Questa volta il nostro non si è coordinato con Belpietro che, il 28 agosto su Libero, scriveva "La toga rossa che inchioda i compagni", riferendosi a Walter Mapelli, il pm di Monza che non fa mistero di appartenere a "Magistratura Democratica" e che indaga su Penati.


Sallusti è un ometto che sbava fiele, ricordandosi del nonno fascista probabilmente. Uno che si è sentito "moralmente autorizzato all'evasione fiscale" da mister Berlusconi e non dal signor Enrico Berlinguer. Uno dalla parte di chi non si è limitato a corrompere un giudice.

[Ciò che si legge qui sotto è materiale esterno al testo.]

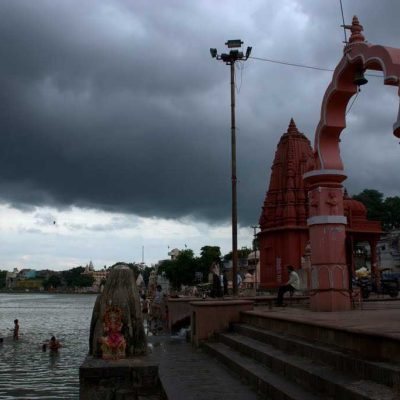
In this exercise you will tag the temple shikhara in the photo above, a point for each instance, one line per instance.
(284, 232)
(306, 201)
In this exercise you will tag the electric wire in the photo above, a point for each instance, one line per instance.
(302, 65)
(355, 98)
(344, 29)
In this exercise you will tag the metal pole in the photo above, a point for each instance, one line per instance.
(234, 179)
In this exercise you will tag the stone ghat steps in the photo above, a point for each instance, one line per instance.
(280, 366)
(384, 373)
(359, 344)
(314, 377)
(266, 383)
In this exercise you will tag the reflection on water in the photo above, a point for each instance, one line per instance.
(26, 372)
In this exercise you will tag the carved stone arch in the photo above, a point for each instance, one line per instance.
(358, 56)
(327, 223)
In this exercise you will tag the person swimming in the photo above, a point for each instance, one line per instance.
(53, 345)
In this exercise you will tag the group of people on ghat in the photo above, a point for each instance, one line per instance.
(219, 280)
(155, 310)
(220, 283)
(53, 344)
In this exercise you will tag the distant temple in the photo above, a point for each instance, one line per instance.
(284, 232)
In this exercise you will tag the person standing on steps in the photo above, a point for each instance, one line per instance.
(291, 285)
(16, 330)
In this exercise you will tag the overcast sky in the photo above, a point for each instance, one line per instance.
(115, 120)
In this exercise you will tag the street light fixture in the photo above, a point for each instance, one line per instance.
(230, 59)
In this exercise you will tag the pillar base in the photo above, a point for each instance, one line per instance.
(330, 300)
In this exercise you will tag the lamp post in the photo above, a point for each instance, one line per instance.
(230, 59)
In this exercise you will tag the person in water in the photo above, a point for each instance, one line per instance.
(16, 330)
(53, 344)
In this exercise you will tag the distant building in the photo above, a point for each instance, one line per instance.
(98, 276)
(11, 279)
(27, 274)
(389, 251)
(174, 253)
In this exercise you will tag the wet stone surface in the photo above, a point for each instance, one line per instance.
(188, 373)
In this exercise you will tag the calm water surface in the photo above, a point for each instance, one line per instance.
(25, 371)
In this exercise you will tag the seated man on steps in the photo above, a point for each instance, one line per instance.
(291, 285)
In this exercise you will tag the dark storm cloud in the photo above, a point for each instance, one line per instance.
(117, 105)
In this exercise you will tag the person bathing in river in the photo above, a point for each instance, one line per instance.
(16, 330)
(53, 345)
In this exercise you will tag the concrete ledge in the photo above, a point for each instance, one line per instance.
(105, 379)
(211, 317)
(179, 309)
(370, 346)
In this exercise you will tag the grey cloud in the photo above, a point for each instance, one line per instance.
(117, 105)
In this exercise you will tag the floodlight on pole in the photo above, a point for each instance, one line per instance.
(230, 59)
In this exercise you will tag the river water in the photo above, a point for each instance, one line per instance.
(26, 372)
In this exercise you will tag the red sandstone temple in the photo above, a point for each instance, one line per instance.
(283, 221)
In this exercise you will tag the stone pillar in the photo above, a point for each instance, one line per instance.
(329, 275)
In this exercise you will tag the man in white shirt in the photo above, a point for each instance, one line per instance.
(291, 285)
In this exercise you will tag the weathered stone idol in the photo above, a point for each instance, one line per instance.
(116, 329)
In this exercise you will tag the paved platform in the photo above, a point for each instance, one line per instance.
(188, 373)
(379, 317)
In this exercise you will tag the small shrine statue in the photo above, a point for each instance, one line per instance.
(116, 328)
(113, 345)
(151, 288)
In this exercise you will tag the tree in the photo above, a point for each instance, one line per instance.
(146, 274)
(387, 211)
(392, 213)
(208, 254)
(74, 278)
(242, 253)
(373, 201)
(133, 266)
(3, 279)
(53, 281)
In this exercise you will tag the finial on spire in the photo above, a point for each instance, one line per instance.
(292, 127)
(356, 29)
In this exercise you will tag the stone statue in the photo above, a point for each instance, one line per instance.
(116, 329)
(151, 288)
(113, 344)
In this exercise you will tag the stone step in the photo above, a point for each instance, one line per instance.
(380, 372)
(373, 347)
(268, 384)
(314, 377)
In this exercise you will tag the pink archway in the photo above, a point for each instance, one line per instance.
(329, 275)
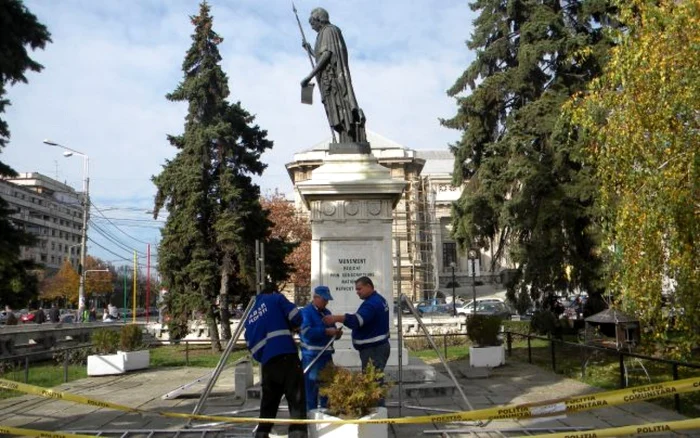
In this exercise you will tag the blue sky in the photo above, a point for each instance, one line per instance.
(111, 62)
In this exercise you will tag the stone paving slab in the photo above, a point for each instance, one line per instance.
(512, 383)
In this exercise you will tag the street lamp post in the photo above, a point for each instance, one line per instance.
(473, 254)
(94, 270)
(454, 296)
(86, 209)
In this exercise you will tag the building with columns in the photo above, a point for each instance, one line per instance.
(424, 251)
(49, 210)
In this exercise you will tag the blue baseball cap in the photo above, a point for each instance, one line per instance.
(323, 292)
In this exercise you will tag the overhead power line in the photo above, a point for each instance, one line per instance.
(115, 226)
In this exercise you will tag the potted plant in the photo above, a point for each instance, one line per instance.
(117, 352)
(486, 349)
(351, 394)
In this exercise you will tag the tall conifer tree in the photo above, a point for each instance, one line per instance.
(19, 29)
(214, 210)
(525, 189)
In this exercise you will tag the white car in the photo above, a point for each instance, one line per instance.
(468, 307)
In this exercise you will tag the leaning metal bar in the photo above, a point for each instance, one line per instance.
(318, 356)
(224, 357)
(508, 430)
(437, 351)
(176, 392)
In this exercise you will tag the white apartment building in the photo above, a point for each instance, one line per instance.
(51, 211)
(422, 218)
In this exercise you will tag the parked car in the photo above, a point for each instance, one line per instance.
(498, 309)
(468, 307)
(27, 317)
(3, 316)
(404, 307)
(433, 305)
(67, 318)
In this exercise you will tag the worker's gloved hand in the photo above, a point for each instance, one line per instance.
(332, 331)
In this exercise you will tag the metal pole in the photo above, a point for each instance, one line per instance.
(474, 284)
(454, 296)
(318, 356)
(148, 280)
(676, 398)
(124, 294)
(133, 302)
(224, 358)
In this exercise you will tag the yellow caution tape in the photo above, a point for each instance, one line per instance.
(525, 410)
(49, 393)
(639, 429)
(7, 430)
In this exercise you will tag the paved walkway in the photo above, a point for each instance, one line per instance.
(513, 383)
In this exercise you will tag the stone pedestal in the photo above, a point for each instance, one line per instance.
(351, 199)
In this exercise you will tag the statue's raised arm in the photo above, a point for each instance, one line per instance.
(332, 73)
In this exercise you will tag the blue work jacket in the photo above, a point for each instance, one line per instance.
(370, 324)
(313, 332)
(268, 328)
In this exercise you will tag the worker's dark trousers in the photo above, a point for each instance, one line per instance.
(283, 375)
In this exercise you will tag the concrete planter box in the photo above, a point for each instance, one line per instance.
(119, 363)
(490, 357)
(325, 430)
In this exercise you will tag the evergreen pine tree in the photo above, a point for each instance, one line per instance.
(526, 191)
(214, 209)
(19, 28)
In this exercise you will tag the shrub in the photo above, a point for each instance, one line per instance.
(483, 330)
(105, 341)
(352, 394)
(520, 327)
(545, 322)
(131, 338)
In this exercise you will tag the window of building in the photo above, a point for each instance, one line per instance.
(449, 255)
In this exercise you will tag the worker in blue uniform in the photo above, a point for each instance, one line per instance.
(315, 335)
(370, 325)
(268, 335)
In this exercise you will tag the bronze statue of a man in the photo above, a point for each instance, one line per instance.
(332, 73)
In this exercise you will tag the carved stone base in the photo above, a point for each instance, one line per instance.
(349, 148)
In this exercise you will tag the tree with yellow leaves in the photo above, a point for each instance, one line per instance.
(62, 286)
(642, 123)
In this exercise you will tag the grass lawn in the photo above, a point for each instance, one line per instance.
(199, 356)
(49, 374)
(602, 368)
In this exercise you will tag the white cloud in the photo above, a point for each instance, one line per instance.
(112, 62)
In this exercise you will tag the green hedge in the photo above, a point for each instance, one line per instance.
(520, 327)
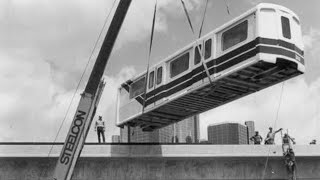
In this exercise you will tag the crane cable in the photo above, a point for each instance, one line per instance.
(150, 50)
(82, 75)
(200, 31)
(227, 6)
(274, 124)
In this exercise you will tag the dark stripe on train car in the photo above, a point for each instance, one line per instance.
(280, 43)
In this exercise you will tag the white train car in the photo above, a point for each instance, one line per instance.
(258, 49)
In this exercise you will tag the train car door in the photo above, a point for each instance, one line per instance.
(150, 88)
(197, 64)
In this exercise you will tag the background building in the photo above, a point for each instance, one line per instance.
(115, 138)
(230, 133)
(185, 131)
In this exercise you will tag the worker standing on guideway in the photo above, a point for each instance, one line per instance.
(290, 162)
(100, 127)
(286, 143)
(271, 135)
(256, 138)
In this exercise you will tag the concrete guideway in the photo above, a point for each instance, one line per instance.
(123, 161)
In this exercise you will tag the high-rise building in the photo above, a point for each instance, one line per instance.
(124, 134)
(228, 133)
(185, 131)
(250, 127)
(115, 138)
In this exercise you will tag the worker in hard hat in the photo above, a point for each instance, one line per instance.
(100, 127)
(256, 138)
(286, 143)
(271, 135)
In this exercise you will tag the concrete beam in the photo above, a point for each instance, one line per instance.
(115, 161)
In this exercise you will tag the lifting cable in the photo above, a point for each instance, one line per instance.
(82, 75)
(274, 125)
(227, 5)
(200, 31)
(150, 48)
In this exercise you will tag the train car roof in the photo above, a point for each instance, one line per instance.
(220, 28)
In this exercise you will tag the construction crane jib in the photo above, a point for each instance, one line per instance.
(89, 100)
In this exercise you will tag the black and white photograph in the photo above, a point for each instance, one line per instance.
(159, 90)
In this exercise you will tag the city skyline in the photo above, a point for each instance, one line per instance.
(45, 46)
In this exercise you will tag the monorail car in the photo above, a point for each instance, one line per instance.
(258, 49)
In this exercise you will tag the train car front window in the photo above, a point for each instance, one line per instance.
(235, 35)
(151, 79)
(197, 56)
(179, 65)
(159, 75)
(137, 87)
(286, 32)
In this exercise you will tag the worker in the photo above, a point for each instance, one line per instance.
(313, 142)
(256, 138)
(286, 143)
(290, 162)
(100, 127)
(271, 135)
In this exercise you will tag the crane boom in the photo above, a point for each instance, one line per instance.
(89, 100)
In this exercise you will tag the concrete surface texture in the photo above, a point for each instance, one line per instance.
(161, 162)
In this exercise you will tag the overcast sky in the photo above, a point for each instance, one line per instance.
(44, 46)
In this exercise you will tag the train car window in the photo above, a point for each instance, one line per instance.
(179, 65)
(137, 87)
(151, 80)
(159, 75)
(286, 32)
(207, 52)
(235, 35)
(197, 56)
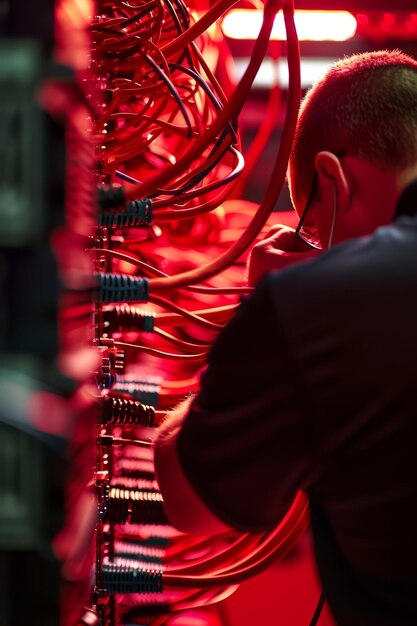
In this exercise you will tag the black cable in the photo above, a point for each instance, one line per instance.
(319, 608)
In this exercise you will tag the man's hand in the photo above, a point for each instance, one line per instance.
(279, 249)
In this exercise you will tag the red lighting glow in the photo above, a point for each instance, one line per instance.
(311, 25)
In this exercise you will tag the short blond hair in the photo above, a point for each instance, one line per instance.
(366, 106)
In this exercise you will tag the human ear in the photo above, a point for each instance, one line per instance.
(332, 178)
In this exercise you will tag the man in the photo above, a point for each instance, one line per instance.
(312, 384)
(354, 150)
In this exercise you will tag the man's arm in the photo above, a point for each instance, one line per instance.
(236, 455)
(184, 508)
(278, 250)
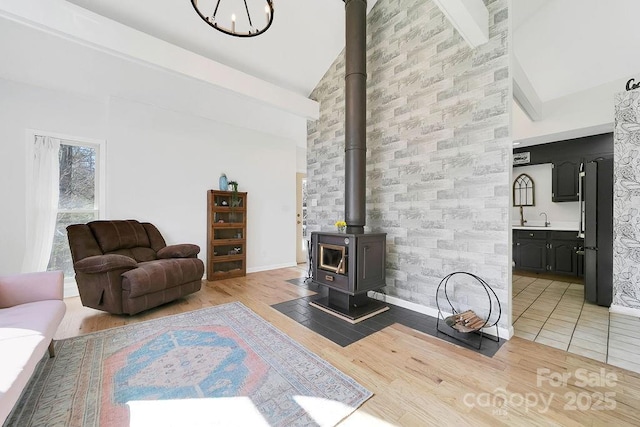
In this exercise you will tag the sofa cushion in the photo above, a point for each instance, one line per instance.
(25, 333)
(154, 276)
(138, 253)
(184, 250)
(120, 234)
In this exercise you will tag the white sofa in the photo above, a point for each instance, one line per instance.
(31, 309)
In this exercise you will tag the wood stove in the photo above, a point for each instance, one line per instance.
(349, 263)
(352, 264)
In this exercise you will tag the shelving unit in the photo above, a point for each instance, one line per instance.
(226, 234)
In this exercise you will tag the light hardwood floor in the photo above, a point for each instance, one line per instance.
(554, 312)
(418, 379)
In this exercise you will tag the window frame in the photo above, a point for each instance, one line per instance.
(100, 206)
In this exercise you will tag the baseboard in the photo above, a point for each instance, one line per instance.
(505, 333)
(271, 267)
(621, 309)
(70, 289)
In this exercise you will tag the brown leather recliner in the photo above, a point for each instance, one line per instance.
(126, 266)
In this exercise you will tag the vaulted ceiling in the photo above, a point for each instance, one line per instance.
(568, 46)
(561, 47)
(304, 39)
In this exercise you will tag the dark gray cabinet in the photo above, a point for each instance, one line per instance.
(564, 180)
(531, 250)
(563, 250)
(548, 251)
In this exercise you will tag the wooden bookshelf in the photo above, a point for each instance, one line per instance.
(226, 234)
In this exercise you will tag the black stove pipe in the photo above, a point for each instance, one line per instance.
(355, 115)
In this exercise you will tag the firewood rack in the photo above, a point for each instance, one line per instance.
(467, 321)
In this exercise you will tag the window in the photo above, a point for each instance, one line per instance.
(80, 198)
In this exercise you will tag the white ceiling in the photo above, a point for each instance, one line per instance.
(568, 46)
(562, 46)
(303, 41)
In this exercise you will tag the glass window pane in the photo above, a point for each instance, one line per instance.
(77, 177)
(60, 253)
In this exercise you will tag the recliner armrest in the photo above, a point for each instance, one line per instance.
(31, 287)
(103, 263)
(185, 250)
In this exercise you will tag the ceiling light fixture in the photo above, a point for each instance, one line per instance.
(211, 12)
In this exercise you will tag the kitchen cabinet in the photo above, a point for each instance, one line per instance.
(563, 248)
(531, 250)
(564, 180)
(548, 251)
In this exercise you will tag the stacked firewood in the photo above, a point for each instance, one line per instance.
(466, 321)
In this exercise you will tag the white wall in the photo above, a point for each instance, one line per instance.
(585, 113)
(23, 107)
(562, 212)
(159, 165)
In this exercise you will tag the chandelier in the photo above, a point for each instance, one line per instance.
(246, 20)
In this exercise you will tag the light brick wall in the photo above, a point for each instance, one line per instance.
(439, 148)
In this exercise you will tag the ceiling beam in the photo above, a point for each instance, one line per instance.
(469, 17)
(74, 23)
(523, 92)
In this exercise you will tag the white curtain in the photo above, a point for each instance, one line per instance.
(42, 202)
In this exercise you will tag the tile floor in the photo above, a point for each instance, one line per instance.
(554, 313)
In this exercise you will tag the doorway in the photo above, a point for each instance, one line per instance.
(301, 218)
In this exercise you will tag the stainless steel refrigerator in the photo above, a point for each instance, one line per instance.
(596, 227)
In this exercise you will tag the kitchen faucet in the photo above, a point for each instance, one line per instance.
(546, 220)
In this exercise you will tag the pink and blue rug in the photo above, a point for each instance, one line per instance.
(222, 365)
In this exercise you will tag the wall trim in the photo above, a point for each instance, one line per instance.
(628, 311)
(505, 333)
(271, 267)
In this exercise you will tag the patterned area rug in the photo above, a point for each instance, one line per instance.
(222, 365)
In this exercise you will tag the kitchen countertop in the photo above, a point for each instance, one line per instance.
(550, 228)
(558, 226)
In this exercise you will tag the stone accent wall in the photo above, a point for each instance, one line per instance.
(439, 148)
(626, 201)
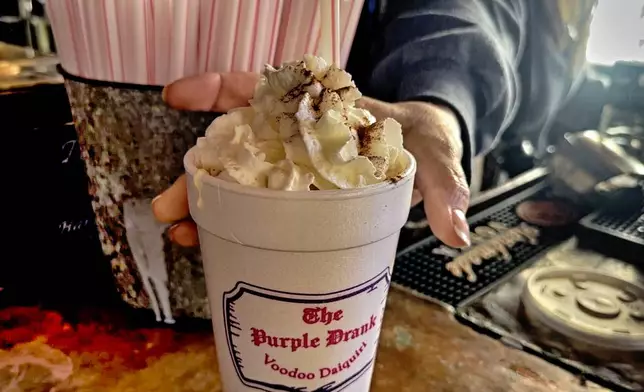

Certamente i "comunisti" non si sono fatti sfuggire le loro belle occasioni, anche il cesto di frutta più bello nasconde il verme. Ad ogni pagliuzza da questo lato, però, corrispondono dieci travi da quell'altro. I "liberi servi", non riuscendoci col profumo, provano a nascondere la propria merda con la cacca delle mosche.

Querele / 4



Ospite del tg3 linea notte, assieme ad Antonio Padellaro (direttore de Il Fatto), il direttore de il Giornale, Alessandro Sallusti, si scatena lancia in resta contro il Pd e Michele Santoro. Giustifica le parole furiose pronunciate dal premier durante un colloquio telefonico con Valter Lavitola (“vado via da questo paese di m…”) e loda con enfasi la nuova manovra economica del governo. Nel frattempo, Il Pd querela Alessandro Sallusti, proprio per le sue esternazioni contro il partito “Le parole pronunciate nel corso della trasmissione” TG3 Linea Notte “del 1° settembre – ha dichiarato Antonio Misiani, tesoriere del partito – sulle tangenti che il Pd avrebbe preso sul caso di Sesto S. Giovanni sono infondate, vergognose e inaccettabili”. (Fonte)
Lui ha una faccia da schiaffi, non ci piove. Chi lo paga, colui che "scendendo in campo" ha ripianato i debiti, evitato il carcere e si è arricchito, una faccia sempre meno curata. Mostrano entrambi quel che sono: uomini finiti.